Le livre interroge la dimension « expérimentale » revendiquée dans l’« Avertissement » précédant les Ballades lyriques de 1798, et porte l’accent sur la nature du savoir « différent » mis en œuvre dans ce recueil issu de la collaboration entre les poêtes William Wordsworth et Samuel Taylor Coleridge.

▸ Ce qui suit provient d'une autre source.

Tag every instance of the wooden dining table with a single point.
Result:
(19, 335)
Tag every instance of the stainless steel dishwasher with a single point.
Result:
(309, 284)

Livre culte, Lyrical Ballads de 1798 est tout à la fois un recueil de son temps et un ouvrage d’avant-garde. Expérimental, il ouvre la voie au romantisme, mais les innovations qu’il met en œuvre « conversent » avec la poésie du long XVIIIe siècle dont il procède largement. D’inspiration démocratique, il « nivelle » les hiérarchies des genres, décapite la poetic diction en usage et donne à entendre la langue communément parlée. Dans le même temps, il pose les jalons d’une « idéologie » attachée à renouer avec la tradition, neuf années après 1789.
Longtemps décrit, à tort, comme révolutionnaire, le recueil est pourtant précédé d’un « Avertissement » – à croire qu’il présentait un réel danger. En vingt-trois poèmes, il explore un savoir (lore) résolument « différent », qui porte sur la réalité, en poésie, du sentir, du souffrir, mais aussi du (se) souvenir. Intrigant savoir, à propos duquel les interrogations éclipsent les réponses. Mais savoir ô combien nécessaire : à l’encontre des armes destructrices fourbies par la civilisation du temps, la poésie de Wordsworth et de Coleridge prend obstinément en charge l’individu humain dans ce qu’il a de singulier. Et ce, for thy sake, nous est-il rappelé en matière d’épilogue. Car, et c’est par là que tout a véritablement commencé, les Lyrical Ballads relèvent tout autant d’une poétique que d’une « politique de l’amitié », le temps au moins d’une collaboration restée quasiment sans égale dans l’histoire de la poésie anglaise. Wordsworth ET Coleridge, ou la différence en partage.